The few cases with normal ECG have a better prognosis (McLeod et al. 2009), even though some exceptions have been found in patients with troponin T alterations, family history, and evidence of fibrosis by MRI (see below).

The differential diagnosis with athlete’s heart constitutes an interesting challenge. There are clinical, ECG, and echocardiographic data on which we could base our differential diagnosis (Maron et al. 1981). If necessary, other techniques may be used to diminish the doubtful cases (gray zone in Figure 21.5) (Bayés de Luna et al. 2000; Zhang 2014).

Sudden death is the most important risk in this patient population. The yearly mortality rate is around 1%. Sudden death usually occurs during exercise due to a sustained VT leading to ventricular fibrillation (VF).
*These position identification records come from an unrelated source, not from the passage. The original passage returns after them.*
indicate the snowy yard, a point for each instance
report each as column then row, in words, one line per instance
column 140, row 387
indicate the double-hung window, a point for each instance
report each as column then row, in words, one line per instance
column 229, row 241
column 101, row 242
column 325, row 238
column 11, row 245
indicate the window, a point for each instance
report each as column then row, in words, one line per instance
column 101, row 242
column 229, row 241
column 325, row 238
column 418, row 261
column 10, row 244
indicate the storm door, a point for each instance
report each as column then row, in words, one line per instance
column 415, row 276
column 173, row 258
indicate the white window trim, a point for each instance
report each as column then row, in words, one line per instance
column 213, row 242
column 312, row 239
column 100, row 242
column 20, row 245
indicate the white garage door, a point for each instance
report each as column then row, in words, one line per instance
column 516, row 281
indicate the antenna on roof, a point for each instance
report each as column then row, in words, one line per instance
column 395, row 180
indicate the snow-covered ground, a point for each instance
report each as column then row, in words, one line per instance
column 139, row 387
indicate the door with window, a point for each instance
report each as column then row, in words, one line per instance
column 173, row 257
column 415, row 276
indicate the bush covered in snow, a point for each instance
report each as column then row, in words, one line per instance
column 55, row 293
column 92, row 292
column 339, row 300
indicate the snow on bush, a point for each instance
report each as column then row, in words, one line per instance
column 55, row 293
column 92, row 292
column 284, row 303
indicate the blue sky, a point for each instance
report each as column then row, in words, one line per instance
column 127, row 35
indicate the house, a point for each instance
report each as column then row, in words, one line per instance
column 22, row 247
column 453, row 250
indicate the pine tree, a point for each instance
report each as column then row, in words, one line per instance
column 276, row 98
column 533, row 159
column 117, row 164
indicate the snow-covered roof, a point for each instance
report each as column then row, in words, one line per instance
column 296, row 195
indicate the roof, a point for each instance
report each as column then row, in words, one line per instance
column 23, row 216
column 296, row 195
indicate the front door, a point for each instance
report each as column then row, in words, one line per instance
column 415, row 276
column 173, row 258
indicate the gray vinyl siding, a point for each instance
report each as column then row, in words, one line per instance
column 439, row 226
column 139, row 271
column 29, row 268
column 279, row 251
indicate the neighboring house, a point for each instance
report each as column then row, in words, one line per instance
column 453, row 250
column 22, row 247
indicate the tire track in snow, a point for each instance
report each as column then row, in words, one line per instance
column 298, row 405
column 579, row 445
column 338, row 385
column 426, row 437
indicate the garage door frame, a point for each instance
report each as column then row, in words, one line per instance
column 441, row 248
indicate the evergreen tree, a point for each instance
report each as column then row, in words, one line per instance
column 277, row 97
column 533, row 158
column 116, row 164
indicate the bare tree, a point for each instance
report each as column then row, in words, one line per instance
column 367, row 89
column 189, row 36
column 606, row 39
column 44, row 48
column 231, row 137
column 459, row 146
This is the most common cause of sudden death in athletes. However, based on the experience of Maron (2010), more than 30 years may elapse before another cardiac arrest occurs. The most useful main risk factors of sudden death (McKenna and Behr 2002; Maron 2003, 2010) are:

• familial history of sudden death;
  
• personal antecedents of unexplained syncope;
  
• multiple‐repetitive non‐sustained VT in Holter recordings;
  
• abnormal blood pressure response during exercise testing;
  
• massive right ventricle hypertrophy ≥20 mm, and especially ≥30 mm.

The presence of two, or even one for some authors (Maron 2010), of the abovementioned factors, especially when accompanied with genetic alterations (especially troponin T mutations), is associated with an increased risk of sudden death and requires implantable cardioverter defibrillator (ICD) implantation. Meanwhile, the absence of the abovementioned risk factors, especially family history of sudden death in patients older than 50–60 years, is indicative of a better prognosis.

In HCM, as happens in all other inherited heart diseases described in this chapter, the advantages of ICD implant always have to be balanced with the risk of complications (inappropriate shocks, infections, etc.) (Bayés de Luna and Baranchuk 2017).

Concept and diagnosis

We can only speak about long QT syndrome when a patient with apparent good health presents with a nonacquired long QT interval with syncopal attacks or recovered cardiac arrest due to torsades de pointes VT often leading to sudden death, or a family history of this syndrome.

The long QT syndrome is genetic channelopathy characterized by QTc prolongation in ECG and propensity to ventricular tachyarrhythmias (TdPVT, VF) leading to syncopal episodes and/or SCD. In about 10–15% of cases, QTc might remain within normal limit and in about 50% of cases, it will be categorized as borderline (between 440 and 470 ms). Table 21.5 lists ECG changes observed in the LQTS (Moss et al. 1985; Moss and Kan 2005).